Vamos pôr os pontos nos is. O que incentiva a comparação de Olivia com Raparigas de Uniforme é sobretudo a natureza sexual da narrativa: ambos os filmes retratam o universo de internatos femininos onde o desejo entre uma aluna e uma professora ganha contornos evidentes. A diferença, para além dos elementos visuais apontados por Mark Cousins, é que a sugestão lésbica de Olivia - que se ocupa do despertar carnal e sentimental da personagem titular, uma adolescente inglesa recém-chegada a um internato francês - não se desenvolve no ambiente punitivo de Raparigas de Uniforme, esse marcado por uma consciência quase militarista. Olivia, por sua vez, exprime a beleza da transgressão em toda a sua graça, com movimentos de câmara que acompanham a suavidade coreográfica da vivência no interior da escola, e da mulher que a rege, Mademoiselle Julie (Edwige Feuillère), supremo objeto do desejo que desce a escadaria central com a grandeza de uma rainha. Aqui, o melodrama acontece numa espécie de paraíso de elegância exclusivo das mulheres (os pouquíssimos homens que aparecem são filmados de costas ou de perfil, nunca de frente), e a atenção à literatura trabalha nelas as nuances da paixão.

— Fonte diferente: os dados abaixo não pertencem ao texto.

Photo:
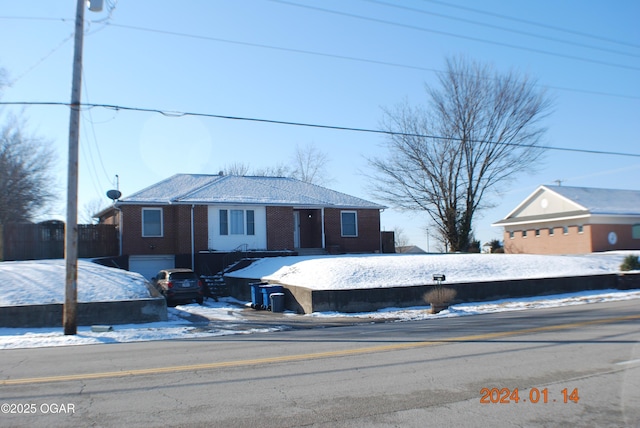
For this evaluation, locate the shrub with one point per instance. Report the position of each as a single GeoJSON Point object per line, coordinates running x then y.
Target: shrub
{"type": "Point", "coordinates": [631, 262]}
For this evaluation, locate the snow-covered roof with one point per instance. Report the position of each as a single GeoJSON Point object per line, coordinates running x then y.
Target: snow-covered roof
{"type": "Point", "coordinates": [566, 202]}
{"type": "Point", "coordinates": [233, 189]}
{"type": "Point", "coordinates": [601, 201]}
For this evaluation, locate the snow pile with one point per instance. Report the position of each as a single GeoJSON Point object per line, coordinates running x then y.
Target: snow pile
{"type": "Point", "coordinates": [43, 282]}
{"type": "Point", "coordinates": [377, 271]}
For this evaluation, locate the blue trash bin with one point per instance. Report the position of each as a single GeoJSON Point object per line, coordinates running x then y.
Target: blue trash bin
{"type": "Point", "coordinates": [267, 290]}
{"type": "Point", "coordinates": [256, 295]}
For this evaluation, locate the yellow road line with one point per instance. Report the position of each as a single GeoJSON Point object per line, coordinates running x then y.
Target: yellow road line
{"type": "Point", "coordinates": [309, 356]}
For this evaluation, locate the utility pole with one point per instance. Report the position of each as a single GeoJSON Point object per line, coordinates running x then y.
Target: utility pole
{"type": "Point", "coordinates": [69, 321]}
{"type": "Point", "coordinates": [71, 230]}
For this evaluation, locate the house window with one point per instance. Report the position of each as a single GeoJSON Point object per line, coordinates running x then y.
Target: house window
{"type": "Point", "coordinates": [224, 222]}
{"type": "Point", "coordinates": [349, 223]}
{"type": "Point", "coordinates": [152, 222]}
{"type": "Point", "coordinates": [251, 224]}
{"type": "Point", "coordinates": [237, 222]}
{"type": "Point", "coordinates": [232, 222]}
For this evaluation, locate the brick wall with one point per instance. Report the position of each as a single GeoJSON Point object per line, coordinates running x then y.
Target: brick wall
{"type": "Point", "coordinates": [176, 237]}
{"type": "Point", "coordinates": [624, 235]}
{"type": "Point", "coordinates": [593, 238]}
{"type": "Point", "coordinates": [573, 242]}
{"type": "Point", "coordinates": [368, 239]}
{"type": "Point", "coordinates": [279, 228]}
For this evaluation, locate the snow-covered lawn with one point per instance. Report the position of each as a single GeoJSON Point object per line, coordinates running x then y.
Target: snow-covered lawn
{"type": "Point", "coordinates": [43, 282]}
{"type": "Point", "coordinates": [228, 317]}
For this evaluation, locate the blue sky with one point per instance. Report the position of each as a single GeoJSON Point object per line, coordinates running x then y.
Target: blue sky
{"type": "Point", "coordinates": [325, 62]}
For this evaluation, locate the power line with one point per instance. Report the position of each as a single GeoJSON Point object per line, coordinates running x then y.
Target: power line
{"type": "Point", "coordinates": [169, 113]}
{"type": "Point", "coordinates": [459, 36]}
{"type": "Point", "coordinates": [341, 57]}
{"type": "Point", "coordinates": [536, 24]}
{"type": "Point", "coordinates": [330, 55]}
{"type": "Point", "coordinates": [497, 27]}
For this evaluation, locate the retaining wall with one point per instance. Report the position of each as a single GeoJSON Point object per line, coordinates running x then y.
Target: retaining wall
{"type": "Point", "coordinates": [305, 300]}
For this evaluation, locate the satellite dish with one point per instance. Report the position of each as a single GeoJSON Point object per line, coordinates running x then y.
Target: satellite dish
{"type": "Point", "coordinates": [114, 194]}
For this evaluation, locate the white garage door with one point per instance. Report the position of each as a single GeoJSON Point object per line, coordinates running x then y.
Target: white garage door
{"type": "Point", "coordinates": [148, 266]}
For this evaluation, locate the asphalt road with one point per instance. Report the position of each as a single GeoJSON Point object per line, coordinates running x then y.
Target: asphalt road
{"type": "Point", "coordinates": [573, 366]}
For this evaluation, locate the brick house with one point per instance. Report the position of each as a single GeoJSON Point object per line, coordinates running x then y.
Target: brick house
{"type": "Point", "coordinates": [195, 213]}
{"type": "Point", "coordinates": [573, 220]}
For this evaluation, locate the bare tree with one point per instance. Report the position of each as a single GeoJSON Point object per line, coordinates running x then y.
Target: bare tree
{"type": "Point", "coordinates": [236, 168]}
{"type": "Point", "coordinates": [279, 170]}
{"type": "Point", "coordinates": [402, 242]}
{"type": "Point", "coordinates": [310, 165]}
{"type": "Point", "coordinates": [25, 173]}
{"type": "Point", "coordinates": [481, 128]}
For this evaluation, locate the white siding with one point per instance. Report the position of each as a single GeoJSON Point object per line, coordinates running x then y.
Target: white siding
{"type": "Point", "coordinates": [230, 241]}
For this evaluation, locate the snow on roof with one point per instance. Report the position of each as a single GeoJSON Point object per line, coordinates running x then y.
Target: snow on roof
{"type": "Point", "coordinates": [210, 189]}
{"type": "Point", "coordinates": [601, 201]}
{"type": "Point", "coordinates": [400, 270]}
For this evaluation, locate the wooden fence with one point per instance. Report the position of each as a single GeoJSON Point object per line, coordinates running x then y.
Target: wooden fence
{"type": "Point", "coordinates": [26, 241]}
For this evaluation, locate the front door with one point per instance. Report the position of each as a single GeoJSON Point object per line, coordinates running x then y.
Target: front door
{"type": "Point", "coordinates": [296, 229]}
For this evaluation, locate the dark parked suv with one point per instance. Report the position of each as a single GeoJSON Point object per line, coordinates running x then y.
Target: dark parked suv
{"type": "Point", "coordinates": [178, 285]}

Filme crucial da obra de Jacqueline Audry, Olivia é o título que marca o arranque, nesta sexta-feira, do ciclo dedicado à realizadora que se distinguiu como a única mulher com uma produção regular nos anos 1940-50 (abrangendo ainda a década de 1960) no cinema francês. O ciclo decorrerá na Cinemateca, no âmbito da Festa do Cinema Francês, e a sessão será antecedida de uma conferência de Brigitte Rollet, investigadora e autora do livro Jacqueline Audry: La Femme à la Caméra, que é citada no texto de apresentação do programa, sobre a tendência da cineasta para "um jogo constante com as aparências, os papéis e as identidades, quer se trate da liberdade mantida com os textos adaptados, com os géneros cinematográficos escolhidos ou com a espécie de jogo das escondidas, que é tentador resumir deste modo: estar simultaneamente onde é esperado e frustrar as expectativas".

Com efeito, a obra de Audry ficou muito associada às adaptações literárias, sendo de destacar as várias colaborações com a irmã escritora, Colette Audry, que inclusive assina a adaptação do irreverente Olivia, a partir do romance homónimo de Dorothy Bussy. E também os livros de Colette, a outra escritora mais famosa com esse nome próprio, estão na origem de uma trilogia de adaptações de Audry, de entre as quais o presente ciclo exibirá Minne, L"Ingénue Libertine (1950), para além de Les Malheurs de Sophie (1945), baseado no livro homónimo da Condessa de Ségur, Huis-Clos (1954), segundo a peça de Jean-Paul Sartre que diz que "o inferno são os outros", La Garçonne (1957), que, partindo de um romance de Victor Margueritte, faz o elogio à emancipação feminina (causou escândalo aquando da estreia, à semelhança de Olivia), e L"École des Cocottes (1958), uma comédia "a brincar" ao quê? Às mulheres emancipadas, pois claro, em plena Belle Époque. Estas são provas da habilidade de Jacqueline Audry para os ditos jogos de aparências, filmes - inéditos por cá - que se apresentam com uma roupagem apropriada à sua época, enquanto minam os preceitos a partir de dentro. Ou melhor, como se o requinte das produções servisse uma lógica de "mau comportamento" feminista. Foi, aliás, por essa face dupla, entre o libertino e a chamada qualité française, que o seu cinema nunca caiu nas boas graças da crítica dos anos 1950, nem sequer, mais tarde, no goto da nouvelle vague. A bruma de esquecimento que envolve a obra de Audry deve-se em parte a uma dessincronia com os valores, ora morais ora estéticos, desses tempos, para além de ser uma mulher atrás da câmara... Ela (ainda) é um segredo por descobrir.